Imagine you have a picture in front of you. It’s a picture of a sentence written in a different language that you don’t understand. Your task is to translate that sentence into English. But here’s the catch: you can only look at the picture once and then you have to close your eyes.

To tackle this challenge, you come up with a clever strategy. You decide to break down the task into two parts: understanding the sentence and generating the translation.

First, you use an encoder, which is like your brain, to analyze the picture. The encoder takes each word in the sentence and processes it, keeping track of the information it gathers along the way. The encoder’s job is to capture the meaning of the sentence and encode it into a single vector, called the sentence embedding. It’s like condensing all the important information from the picture into a compact representation.

Now, with the sentence embedding in hand, you’re ready to generate the translation. You employ a decoder, which is like your mouth, to produce the English translation word by word. The decoder starts with the sentence embedding and generates the first word of the translation. Then, based on that word, it generates the next word, and so on, until it reaches the end of the sentence.

But here’s the interesting part. The decoder relies heavily on the last hidden state of the encoder, represented by the vector h3. This vector is expected to contain all the essential information about the source sentence. It’s like a summary of the picture you saw. The decoder uses this summary to guide its translation process.

However, there’s a concern. You might wonder if it’s reasonable to assume that a single vector can encode all the information from a potentially long sentence. Let’s say the source sentence has 50 words. The first word of the English translation is likely related to the first word of the source sentence. But that means the decoder needs to consider information from 50 steps ago, and somehow that information needs to be encoded in the vector.

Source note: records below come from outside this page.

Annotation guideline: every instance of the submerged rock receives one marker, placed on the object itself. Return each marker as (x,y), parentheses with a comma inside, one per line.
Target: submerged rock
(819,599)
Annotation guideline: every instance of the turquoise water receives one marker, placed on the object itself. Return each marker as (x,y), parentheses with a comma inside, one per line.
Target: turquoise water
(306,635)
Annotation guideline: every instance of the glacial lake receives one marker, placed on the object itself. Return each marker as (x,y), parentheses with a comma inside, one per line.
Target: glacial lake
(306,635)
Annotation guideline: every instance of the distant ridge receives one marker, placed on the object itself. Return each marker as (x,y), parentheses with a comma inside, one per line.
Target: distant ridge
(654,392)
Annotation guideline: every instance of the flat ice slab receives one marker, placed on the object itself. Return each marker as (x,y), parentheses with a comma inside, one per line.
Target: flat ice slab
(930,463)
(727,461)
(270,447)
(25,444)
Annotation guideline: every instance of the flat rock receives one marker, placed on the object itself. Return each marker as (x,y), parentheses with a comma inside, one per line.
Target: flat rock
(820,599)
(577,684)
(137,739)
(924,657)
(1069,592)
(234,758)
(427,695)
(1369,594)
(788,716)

It’s indeed a challenge to encode and retain all the details of a long sentence in a single vector. However, the remarkable thing is that, in practice, this approach often works well. By carefully training the encoder-decoder model, sentence embedding tends to capture the essential information and semantic meaning of the source sentence. It’s like compressing the knowledge into a compact representation.

NMTs worked well for shorter sentences but performed poorly when sentences became large.

As we discussed in the first sentence of this article humans use the attention mechanism to grab the piece of information they want rather than processing the whole information.

Convolutional Neural Networks (CNNs) came to the rescue when we encounter problems that need to be solved efficiently. These networks offer several advantages:

  1. Easy parallelization: CNNs can be parallelized effortlessly, allowing us to process multiple inputs simultaneously at each layer. This speeds up the computation and makes it more efficient.
  2. Local dependencies: CNNs excel at capturing local dependencies within the data. They focus on small patches or neighbourhoods of the input and learn patterns and features specific to those regions. This ability helps them recognize spatial or temporal patterns in data effectively.
  3. Logarithmic distance: CNNs have the advantage of considering the distance between positions logarithmically. This means that they can capture and understand relationships between elements that are far apart more effectively. It allows them to learn and generalize from data that has a wide spatial or temporal extent.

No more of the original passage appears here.